1. A plating solution for electrochemical deposition of nickel metal or nickel alloy coatings, characterized in that, It consists of a solvent and nickel sulfate, nickel chloride, boric acid and sodium dodecyl sulfate dissolved in the solvent, wherein the concentration of nickel chloride is 0.5 to 10 g / L.

2. The plating bath for electrochemical deposition of nickel metal or nickel alloy coatings as described in claim 1, characterized in that, The solvent is water.

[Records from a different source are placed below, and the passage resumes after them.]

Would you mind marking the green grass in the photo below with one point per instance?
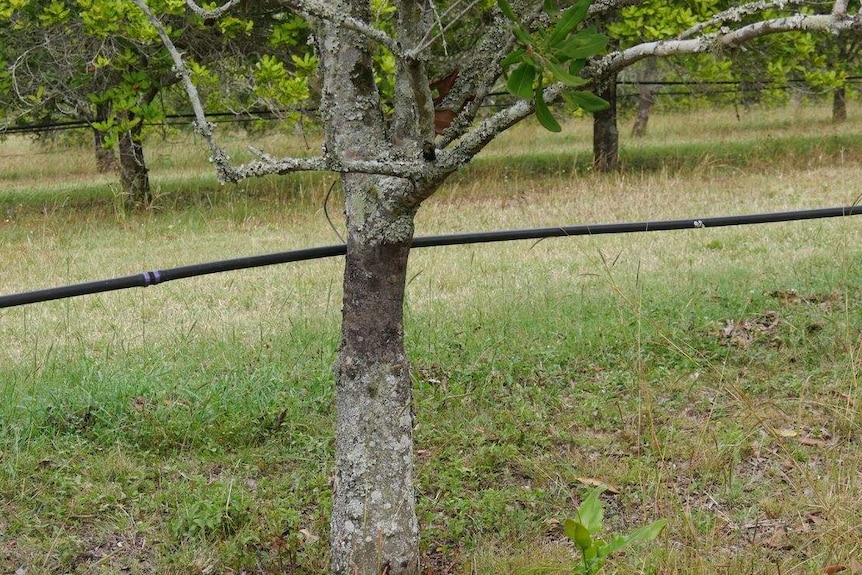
(187, 428)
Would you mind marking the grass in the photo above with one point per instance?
(709, 377)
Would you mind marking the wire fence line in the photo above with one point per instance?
(743, 87)
(151, 278)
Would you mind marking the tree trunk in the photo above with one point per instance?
(374, 526)
(646, 98)
(134, 176)
(839, 105)
(105, 159)
(606, 139)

3. The plating bath for electrochemical deposition of nickel metal or nickel alloy coatings as described in claim 1 or 2, characterized in that, The concentration of nickel sulfate is 280–320 g / L, the concentration of boric acid is 40–50 g / L, and the concentration of sodium dodecyl sulfate is 0.15–0.35 g / L.

4. A method for preparing an ultra-high strength hybrid microstructure nickel coating by electrochemical deposition, characterized in that, Using high-purity nickel foil as the anode and a metal substrate as the cathode, electrochemical deposition is performed in the plating solution as described in claim 1, 2, or 3 to obtain the ultra-high strength mixed structure nickel coating.

5. The method for preparing ultra-high strength hybrid microstructure nickel coating by electrochemical deposition as described in claim 4, characterized in that, The mixed microstructure includes equiaxed ultrafine grains and columnar coarse grains.

6. The method for preparing ultra-high strength hybrid microstructure nickel coating by electrochemical deposition as described in claim 4 or 5, characterized in that, The current density for electrochemical deposition is 30–70 mA / cm². 2 .

7. The method for preparing ultra-high strength hybrid microstructure nickel coating by electrochemical deposition as described in claim 4 or 5, characterized in that, The bath temperature for electrochemical deposition is 55–70°C.

8. The method for preparing ultra-high strength hybrid microstructure nickel coating by electrochemical deposition as described in claim 4 or 5, characterized in that, The stirring rate for electrochemical deposition is 800–1100 rpm.